Slide Show: Nation Readers' Most Influential Progressives of the Twentieth Century

Peter Dreier's list of the fifty most influential progressives of the twentieth century honored the people who moved progressive ideas in America from the marginal to the mainstream, but his list could only include a handful of all those who have contributed to this tradition. We asked our readers to nominate the American progressives who have made the biggest difference in the twentieth century, and Dreier has now created a list of eleven more progressives you told us are deserving of our recognition. You can read Dreier's complete biographies here, with suggestions for further reading.

  • Howard Zinn (1922–2010) (1 of 11)

    Zinn, an activist and scholar, changed the way Americans view their history.

     

    Credit: AP Images

  • Noam Chomsky (1928–) (2 of 11)

    Chomsky first made his mark as a brilliant linguist, but since the 1960s has been better known as a left-wing critic of the political and economic establishment, particularly on issues of war and human rights.

     

    Credit: John Soares

  • Robert La Follette Sr. (1855–1925) (3 of 11)

    As a US congressman (1885–1890), governor of Wisconsin (1901-1906), US senator (1907-1925), candidate for President (1924) and editor of La Follette's Weekly Magazine (founded in 1909 and later called The Progressive, still based in Wisconsin), "Fighting Bob" La Follette consistently and effectively challenged corporate power and militarism and inspired generations of reformers and radicals.

     

    Credit: Harris & Ewing Collection (Library of Congress)

  • Dorothy Day (1897-1980) (4 of 11)

    Day founded the Catholic Worker movement, combining militant pacifism, radical economic redistribution and direct service to the poor, including the homeless.

     

    Credit: AP Images

  • John Muir (1838–1914) (5 of 11)

    Muir was the "patron saint" of the environmental movement, the founder of the Sierra Club and a major force in the creation of America's National Parks system.

     

    Credit: Francis M. Fritz

  • Amy Goodman (1957–) (6 of 11)

    Goodman is a progressive journalist, best known as host of the daily show Democracy Now!: The War and Peace Report, broadcast on over 800 radio and television stations as well as the Internet.

     

     Credit: Democracy Now!

  • Emma Goldman (1869–1940) (7 of 11)

    Goldman was one of the most prominent radicals in twentieth-century America, an eloquent and inspiring speaker and writer who advocated anarchism, free speech, women's suffrage, birth control, free universal education without regard to race, gender or class and workers' rights.

     

    Credit: T. Kajiwara

  • Franklin D. Roosevelt (1882–1945) (8 of 11)

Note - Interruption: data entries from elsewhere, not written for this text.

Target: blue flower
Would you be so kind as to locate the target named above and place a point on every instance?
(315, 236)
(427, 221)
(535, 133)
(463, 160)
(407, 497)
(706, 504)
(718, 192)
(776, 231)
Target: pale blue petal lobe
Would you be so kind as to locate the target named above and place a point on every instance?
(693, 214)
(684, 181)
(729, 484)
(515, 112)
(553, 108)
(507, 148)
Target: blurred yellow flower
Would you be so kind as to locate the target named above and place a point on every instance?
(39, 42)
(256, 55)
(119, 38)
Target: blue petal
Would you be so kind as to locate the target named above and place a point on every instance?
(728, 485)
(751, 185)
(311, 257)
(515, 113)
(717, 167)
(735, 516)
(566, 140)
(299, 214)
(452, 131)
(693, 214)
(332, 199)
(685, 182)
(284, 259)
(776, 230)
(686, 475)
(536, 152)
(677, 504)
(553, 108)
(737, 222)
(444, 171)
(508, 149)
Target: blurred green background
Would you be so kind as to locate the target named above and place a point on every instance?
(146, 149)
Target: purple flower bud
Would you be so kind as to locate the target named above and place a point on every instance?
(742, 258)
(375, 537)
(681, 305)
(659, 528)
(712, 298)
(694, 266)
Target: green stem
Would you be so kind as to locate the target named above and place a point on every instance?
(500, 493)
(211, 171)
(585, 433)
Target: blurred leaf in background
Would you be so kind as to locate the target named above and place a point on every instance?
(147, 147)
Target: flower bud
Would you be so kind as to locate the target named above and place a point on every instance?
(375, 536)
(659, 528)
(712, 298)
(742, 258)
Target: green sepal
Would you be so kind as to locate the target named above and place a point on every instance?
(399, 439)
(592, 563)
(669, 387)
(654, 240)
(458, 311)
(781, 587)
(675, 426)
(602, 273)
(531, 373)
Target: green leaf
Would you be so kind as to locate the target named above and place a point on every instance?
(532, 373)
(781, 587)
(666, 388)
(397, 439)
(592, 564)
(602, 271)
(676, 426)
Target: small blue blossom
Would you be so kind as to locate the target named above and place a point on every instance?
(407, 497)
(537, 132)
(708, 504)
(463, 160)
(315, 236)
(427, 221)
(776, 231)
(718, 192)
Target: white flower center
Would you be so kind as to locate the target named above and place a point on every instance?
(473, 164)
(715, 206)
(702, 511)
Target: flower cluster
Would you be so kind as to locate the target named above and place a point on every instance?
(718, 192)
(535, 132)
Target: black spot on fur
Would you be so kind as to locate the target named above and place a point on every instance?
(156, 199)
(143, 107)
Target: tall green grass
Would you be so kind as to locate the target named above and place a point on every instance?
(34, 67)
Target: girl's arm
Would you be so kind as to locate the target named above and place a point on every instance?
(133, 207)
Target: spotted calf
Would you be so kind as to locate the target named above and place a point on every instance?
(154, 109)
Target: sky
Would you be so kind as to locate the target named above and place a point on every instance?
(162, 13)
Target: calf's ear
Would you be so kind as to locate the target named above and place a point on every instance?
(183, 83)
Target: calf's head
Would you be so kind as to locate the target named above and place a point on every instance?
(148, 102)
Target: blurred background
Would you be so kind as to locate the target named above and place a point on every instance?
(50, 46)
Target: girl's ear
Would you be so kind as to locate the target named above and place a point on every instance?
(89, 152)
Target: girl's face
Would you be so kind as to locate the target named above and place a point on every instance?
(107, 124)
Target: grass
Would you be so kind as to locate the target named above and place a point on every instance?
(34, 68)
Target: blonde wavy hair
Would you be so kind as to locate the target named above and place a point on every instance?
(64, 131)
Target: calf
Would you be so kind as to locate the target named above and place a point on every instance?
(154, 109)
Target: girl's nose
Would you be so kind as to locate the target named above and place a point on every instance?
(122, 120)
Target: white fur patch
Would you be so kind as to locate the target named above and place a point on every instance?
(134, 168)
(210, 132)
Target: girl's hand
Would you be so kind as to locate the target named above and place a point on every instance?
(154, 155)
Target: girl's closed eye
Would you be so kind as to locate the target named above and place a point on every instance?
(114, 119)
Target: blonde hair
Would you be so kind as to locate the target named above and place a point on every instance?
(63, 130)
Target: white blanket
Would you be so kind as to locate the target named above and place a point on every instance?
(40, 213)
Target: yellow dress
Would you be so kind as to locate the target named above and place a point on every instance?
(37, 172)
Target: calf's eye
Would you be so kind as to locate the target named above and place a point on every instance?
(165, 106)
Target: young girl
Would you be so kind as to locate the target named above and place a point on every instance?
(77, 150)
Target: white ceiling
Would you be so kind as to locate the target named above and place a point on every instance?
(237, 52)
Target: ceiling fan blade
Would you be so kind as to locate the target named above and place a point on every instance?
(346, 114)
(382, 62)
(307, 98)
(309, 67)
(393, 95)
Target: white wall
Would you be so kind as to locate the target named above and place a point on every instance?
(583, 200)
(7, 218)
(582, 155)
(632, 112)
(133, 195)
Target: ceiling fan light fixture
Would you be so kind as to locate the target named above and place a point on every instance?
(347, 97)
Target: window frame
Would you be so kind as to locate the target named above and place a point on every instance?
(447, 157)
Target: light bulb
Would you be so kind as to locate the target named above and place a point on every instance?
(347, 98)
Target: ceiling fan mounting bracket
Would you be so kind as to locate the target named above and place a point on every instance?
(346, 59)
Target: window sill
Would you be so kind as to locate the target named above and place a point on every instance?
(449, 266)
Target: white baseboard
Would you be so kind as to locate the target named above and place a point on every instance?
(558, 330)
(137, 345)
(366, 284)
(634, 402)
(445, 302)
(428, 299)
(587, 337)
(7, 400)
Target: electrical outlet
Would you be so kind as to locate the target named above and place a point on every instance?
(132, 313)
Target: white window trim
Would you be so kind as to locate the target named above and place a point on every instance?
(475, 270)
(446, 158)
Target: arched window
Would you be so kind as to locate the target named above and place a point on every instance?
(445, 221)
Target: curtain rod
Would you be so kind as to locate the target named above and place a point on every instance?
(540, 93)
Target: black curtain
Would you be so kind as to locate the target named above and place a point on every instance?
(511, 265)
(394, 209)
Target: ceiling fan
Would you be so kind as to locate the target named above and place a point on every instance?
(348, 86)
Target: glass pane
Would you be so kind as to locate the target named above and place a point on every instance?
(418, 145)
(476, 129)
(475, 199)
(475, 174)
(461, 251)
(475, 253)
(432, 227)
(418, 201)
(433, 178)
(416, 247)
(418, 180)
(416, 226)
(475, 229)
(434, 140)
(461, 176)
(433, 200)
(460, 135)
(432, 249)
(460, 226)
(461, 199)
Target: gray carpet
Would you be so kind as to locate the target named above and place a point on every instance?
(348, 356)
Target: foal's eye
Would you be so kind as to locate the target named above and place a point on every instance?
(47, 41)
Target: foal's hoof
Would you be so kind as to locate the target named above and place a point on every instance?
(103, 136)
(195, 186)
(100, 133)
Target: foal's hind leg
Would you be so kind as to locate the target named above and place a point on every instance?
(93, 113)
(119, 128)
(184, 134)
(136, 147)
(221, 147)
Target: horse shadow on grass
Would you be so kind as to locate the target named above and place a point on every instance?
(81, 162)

    As president during the Great Depression, FDR instigated economic and social reforms that saved and humanized capitalism, despite the barbs of many critics, including most newspapers and business leaders, that his New Deal agenda was leading America to socialism.

     

    Credit: AP Images

  • Angela Davis (1944–) (9 of 11)

    Davis became a public figure almost by accident. In 1969, Davis was an acting assistant professor of philosophy at UCLA, a member of the Communist Party and an ally of the Black Panther Party. At the urging of California Gov. Ronald Reagan, the University of California's Board of Regents fired her because of her membership in the Communist Party. The controversy catapulted Davis into the public eye.

     

    Credit: Nick Wiebe

  • Paul Wellstone (1944–2002) (10 of 11)

    Elected to the US Senate from Minnesota in 1990 by beating a much better-financed and better-known Republican incumbent, Wellstone became the most progressive senator, serving as the voice for labor, antipoverty, family farmers and antiwar movements.

     

    Credit: United States Senate

  • Studs Terkel (1912–2008) (11 of 11)

    Terkel was a remarkable radio personality and oral historian whose interviews on his Chicago radio show and in his many prize-winning books celebrated the achievements of both ordinary and famous people.